Leave a Reply to Amy R. Handler Cancel reply

Your email address will not be published. Required fields are marked *

  1. Amy R. Handler says:

    Amen! They are my very favorites, too—and Hitchcock is my all time hero! Rope is most closely linked with The Bad Seed and Compulsion in regard to exploring the psychopathic personality. Norman Bates was definitely a sicko, but in Rope, The Bad Seed, and Compulsion (based on the real lives of psychopathic murderers, Leopold and Loeb), the study of killers who appeared normal, upstanding and highly intelligent was a fairly unique thing in narrative film.

  2. Amy R. Handler says:

    Sure, sure…but as a landmark/narrative film about inherited criminality (the fact that she was a lovely looking little girl, making this all the more disturbing), this film was huge! It was one of those movies that surely changed my life, and the interests I explore to this day.
    Winning a Golden Globe, and 4 nominations for Oscars didn’t hurt “The Bad Seed,” either.
    What I did notice about the film (which I saw yet again, after reading your review), is how it felt so much like a play (or a film-play hybrid)! There were a ton of films made this way, back in the day— including “Rope,” and the provocative, “Compulsion.”

  3. Mark Bell says:

    Not quite adding to the conversation, but I just had to say that Rope is by far my favorite Hitchcock film, followed closely by Vertigo and Psycho.

  4. Matt Sorrento says:

    I agree with you on a strictly textual level, Amy. But I’m thinking about the hyper-conservative subtext, which is not at all nice to single mommies/parents. I bet you the story would have never flew if Daddy stayed home. In the Eisenhower era, what could harm the solid family unit? James Dean’s Jimmy Stark falls from grace, but that’s because his family is falling apart. Script Seed with Daddy around, and Rhoda would have magically transformed into the true winner of the penmanship award.

  5. Amy R. Handler says:

    In the case of “The Bad Seed,” I strongly doubt that daddy’s being home more often would have helped little Rhoda. As I remember (and I saw this film as a child), the child-psychopath’s mommy harbored the issues of her family, and pretty much kept this from her husband. In that respect, mommy was replete with psychopathology herself, albeit more passive than that of her daughter.

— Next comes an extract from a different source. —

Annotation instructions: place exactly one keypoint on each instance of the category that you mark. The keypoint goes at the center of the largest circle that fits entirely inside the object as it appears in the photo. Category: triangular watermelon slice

    It was particularly interesting (and kind of funny in a sick way) to watch Rhoda wipe out her counterpart— the budding, child-molester/janitor who lived in the basement.

    I’m pretty sure that “The Bad Seed,” was the first of its kind to explore the notion of inherited- psychopathology. And in spite of the hard-core censorship that the filmmaker had to contend with, it’s still in my mind, a superb, classic film, and highly provocative to this day.